Companies that hire low-skilled immigrant workers are concerned that the new immigration policy unveiled by President Obama will leave them exposed to legal problems by giving their employees an incentive to confess that they used fraudulent documents to gain work.
Over four million undocumented immigrants will be protected from deportation from the United States thanks to the president’s decision to take executive action over immigration reform, marking the largest alteration to the country’s immigration system in three decades; however, amid all the controversy, immigrants and their employers have found themselves lost in legal uncertainties as countless people prepare to have their legal status changed.

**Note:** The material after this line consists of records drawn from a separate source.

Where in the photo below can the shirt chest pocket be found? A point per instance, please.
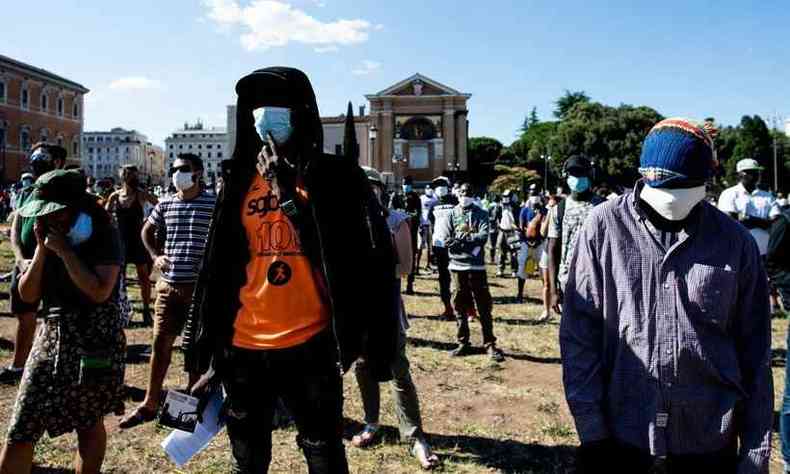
(710, 295)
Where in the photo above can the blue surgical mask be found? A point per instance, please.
(578, 184)
(274, 120)
(81, 230)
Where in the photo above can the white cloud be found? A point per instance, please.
(267, 24)
(367, 68)
(135, 83)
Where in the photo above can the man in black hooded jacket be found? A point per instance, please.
(282, 306)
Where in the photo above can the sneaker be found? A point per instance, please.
(461, 350)
(10, 376)
(147, 319)
(495, 354)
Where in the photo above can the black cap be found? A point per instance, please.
(578, 164)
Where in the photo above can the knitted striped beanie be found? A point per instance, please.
(677, 153)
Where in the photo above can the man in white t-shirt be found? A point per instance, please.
(750, 205)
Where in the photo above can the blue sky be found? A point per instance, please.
(153, 64)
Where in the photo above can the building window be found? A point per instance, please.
(24, 140)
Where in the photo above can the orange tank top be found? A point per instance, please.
(284, 302)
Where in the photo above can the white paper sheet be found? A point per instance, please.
(182, 446)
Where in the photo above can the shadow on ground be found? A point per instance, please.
(505, 456)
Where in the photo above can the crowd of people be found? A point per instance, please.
(665, 300)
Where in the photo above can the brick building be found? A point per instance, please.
(36, 105)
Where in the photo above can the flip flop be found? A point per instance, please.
(427, 458)
(366, 437)
(139, 416)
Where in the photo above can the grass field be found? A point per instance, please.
(481, 417)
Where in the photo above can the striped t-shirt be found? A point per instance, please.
(184, 225)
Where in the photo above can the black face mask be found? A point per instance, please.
(40, 167)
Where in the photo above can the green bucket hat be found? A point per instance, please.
(53, 192)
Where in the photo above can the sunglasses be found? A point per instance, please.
(183, 168)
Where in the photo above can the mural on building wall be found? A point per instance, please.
(418, 127)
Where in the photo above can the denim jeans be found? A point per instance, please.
(472, 287)
(784, 414)
(407, 404)
(307, 379)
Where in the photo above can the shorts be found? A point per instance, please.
(17, 305)
(171, 308)
(424, 237)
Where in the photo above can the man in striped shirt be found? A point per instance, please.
(183, 220)
(665, 332)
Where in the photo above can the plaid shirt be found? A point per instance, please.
(669, 350)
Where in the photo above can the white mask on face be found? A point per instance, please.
(672, 204)
(183, 180)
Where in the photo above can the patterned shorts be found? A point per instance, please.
(51, 397)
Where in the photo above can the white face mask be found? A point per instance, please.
(183, 180)
(672, 204)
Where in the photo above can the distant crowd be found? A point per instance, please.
(291, 272)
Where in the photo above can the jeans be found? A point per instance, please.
(784, 414)
(407, 404)
(492, 236)
(442, 264)
(307, 379)
(473, 286)
(505, 252)
(610, 456)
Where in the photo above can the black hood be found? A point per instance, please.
(277, 87)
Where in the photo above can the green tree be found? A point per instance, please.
(483, 153)
(609, 136)
(566, 103)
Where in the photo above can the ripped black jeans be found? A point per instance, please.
(307, 379)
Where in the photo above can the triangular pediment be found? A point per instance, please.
(418, 85)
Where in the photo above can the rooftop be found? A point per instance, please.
(43, 73)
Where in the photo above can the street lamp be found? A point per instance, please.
(374, 132)
(546, 159)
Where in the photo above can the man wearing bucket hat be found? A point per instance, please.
(754, 207)
(665, 334)
(74, 376)
(43, 158)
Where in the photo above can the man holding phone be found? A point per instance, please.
(281, 307)
(184, 222)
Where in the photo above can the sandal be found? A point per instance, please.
(137, 417)
(427, 459)
(366, 437)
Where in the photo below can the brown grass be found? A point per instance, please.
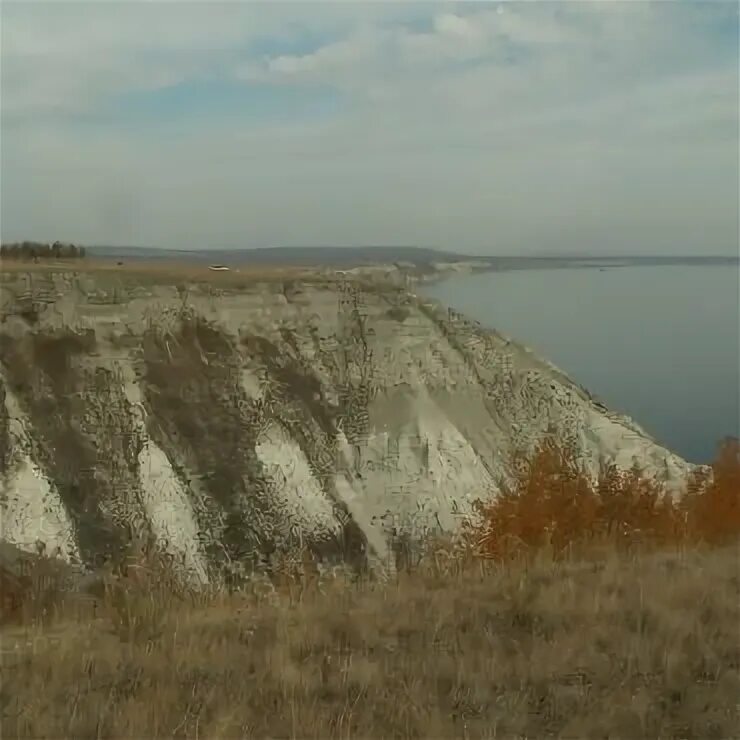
(553, 505)
(627, 647)
(640, 642)
(167, 271)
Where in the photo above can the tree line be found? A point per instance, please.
(40, 251)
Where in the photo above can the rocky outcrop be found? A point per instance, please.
(232, 424)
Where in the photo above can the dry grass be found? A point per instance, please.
(166, 271)
(628, 647)
(540, 640)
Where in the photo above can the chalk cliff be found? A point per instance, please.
(230, 423)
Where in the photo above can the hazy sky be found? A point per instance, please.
(493, 128)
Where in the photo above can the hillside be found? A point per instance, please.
(231, 420)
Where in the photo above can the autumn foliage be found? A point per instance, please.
(554, 505)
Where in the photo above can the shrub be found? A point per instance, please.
(554, 505)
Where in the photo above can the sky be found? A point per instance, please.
(511, 128)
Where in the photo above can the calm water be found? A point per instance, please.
(658, 343)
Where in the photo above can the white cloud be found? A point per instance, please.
(504, 127)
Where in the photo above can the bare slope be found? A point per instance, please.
(230, 421)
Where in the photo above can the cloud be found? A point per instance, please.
(484, 127)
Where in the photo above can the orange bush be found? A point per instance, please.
(553, 504)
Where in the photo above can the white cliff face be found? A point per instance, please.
(270, 417)
(30, 509)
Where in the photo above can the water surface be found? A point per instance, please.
(659, 343)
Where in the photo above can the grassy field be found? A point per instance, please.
(623, 646)
(616, 615)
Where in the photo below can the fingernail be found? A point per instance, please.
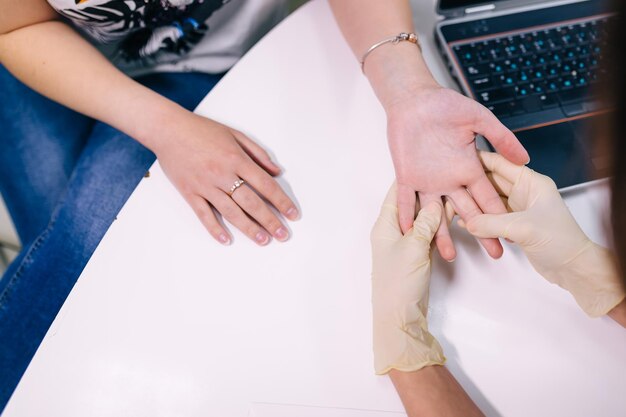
(262, 238)
(281, 234)
(224, 239)
(292, 213)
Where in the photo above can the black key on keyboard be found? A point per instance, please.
(495, 96)
(575, 95)
(482, 83)
(548, 101)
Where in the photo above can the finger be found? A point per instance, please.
(257, 153)
(500, 137)
(449, 210)
(387, 225)
(205, 214)
(427, 222)
(467, 209)
(406, 207)
(389, 207)
(256, 208)
(486, 196)
(498, 165)
(502, 185)
(506, 226)
(233, 213)
(443, 240)
(269, 189)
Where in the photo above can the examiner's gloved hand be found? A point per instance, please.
(400, 283)
(545, 229)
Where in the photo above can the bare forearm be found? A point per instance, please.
(54, 60)
(433, 391)
(393, 70)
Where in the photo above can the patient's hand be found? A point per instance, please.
(432, 139)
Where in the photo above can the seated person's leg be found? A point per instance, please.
(40, 142)
(108, 170)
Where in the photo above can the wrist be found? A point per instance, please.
(398, 72)
(159, 124)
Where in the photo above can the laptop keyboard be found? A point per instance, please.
(532, 71)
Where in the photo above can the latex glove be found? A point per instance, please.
(543, 226)
(400, 284)
(431, 134)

Companies are afraid that an employee who applies for the program will be admitting to being an undocumented immigrant and therefore working illegally, meaning that the employer will also have broken the law by hiring them.
These concerns are being particularly felt in the agriculture, cleaning, construction, food processing and hospitality industries, where large chunks of the workforce comprise immigrants from the Hispanic community, says the president of small business alliance ImmigrationWorksUSA, Tamar Jacoby.
Audits of workplaces are conducted by US Immigration and Customs Enforcement, which will penalize, and in some cases prosecute companies and employers, that have deliberately hired undocumented immigrants. However, it has been surprisingly easy for many to borrow, steal or fake documents. Guidance for businesses has yet to be issued by the Obama administration.